From where we were (lstm's) to where we are, they are easily a 100x improvement. ML now is MUCH better than ML 10 years ago, and it has everything to do with transformers.

When llms came into the scene, attention and transformers were not new. but it was a new approach to training them, and creating some clever things to get them to generalize, along with making them utterly massive. But "Attention is all you need" had been published quite a while before this generation, and I promise, if Google has seen the potential, they would not have released that research.

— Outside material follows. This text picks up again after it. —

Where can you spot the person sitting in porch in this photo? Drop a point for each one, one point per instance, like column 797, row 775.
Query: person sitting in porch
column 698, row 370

There will be stepwise and generational improvements to AI and ML. even though transformers are what broke through to the mainstream, the progress is much more linear and continuous than it might at first appear. So we shouldn't expect transformers to be the end state, nor should we expect the next major jump to come from them, or even necessarily something novel. it may be the tools for the next big jump are already here, just waiting to be applied in a clever way

[–] fodor@lemmy.zip 1 points 17 hours ago (1 children)

Or maybe this bubble is no different from past tech improvements: mostly small changes over time, occasional big steps, certainly not linear or predictable. In other words, even if most of what you wrote is true, the bubble itself is still a complete failure.

[–] TropicalDingdong@lemmy.world 2 points 17 hours ago

I don't think anything I wrote has bearing on this being a bubble or to what extent other than it's clear that what we have now isn't what those working to get people to invest further in the bubble claim it to be.

Usually when people are out there claiming it's not a bubble is just before it pops.

[–] KRAW@linux.community 4 points 23 hours ago

You got a source for that last sentence? I'm inclined to degree, but I'd love to see a a concrete explanation proving it.

[–] N0t_5ure@lemmy.world 18 points 1 day ago (2 children)

Concentration in fewer and fewer stocks is what happens towards the end of a bull market, and we're currently in a bull market that has been running wild for years. My personal opinion is that we're going to get parabolic price increases with a blow-off top, with the following collapse coinciding with the collapse of the U.S. dollar and destruction of the U.S. as the dominant economic force in the world. The stage has been set with a shrinking economy resulting from a massive ill-conceived trade war and indiscriminate deportation of our low-cost labor force, along with gross fiscal irresponsibility from unnecessary tax cuts and excessive spending giving rise to unsustainable budget deficits. The final nail in the coffin will be the debasement of the dollar by a corrupted Federal Reserve that has lost its independence from the Executive branch. There is a reason that gold, a hard asset viewed as a safety net, is in it's biggest bull run in history, and that bull has a lot further to run. Things will likely come to a head in the 4th quarter of 2026, or not too long thereafter, and we will then slide into that I'm calling "The Greatest Depression". May you live in interesting times!

[–] panda_abyss@lemmy.ca 3 points 19 hours ago

The latest stock run is largely already just the debasement on the dollar, in my opinion.

[–] sbbq@lemmy.zip 3 points 1 day ago

Don't you wish that on me Ricky Bobby!

[–] jaykrown@lemmy.world 10 points 23 hours ago* (last edited 23 hours ago)

This is the exact type of thing you see near the peak of a bubble.

[–] architect@thelemmy.club 5 points 1 day ago

We learned nothing? lol my dear friends.

THEY learned how to do it better and we the people learned to bend over and take it.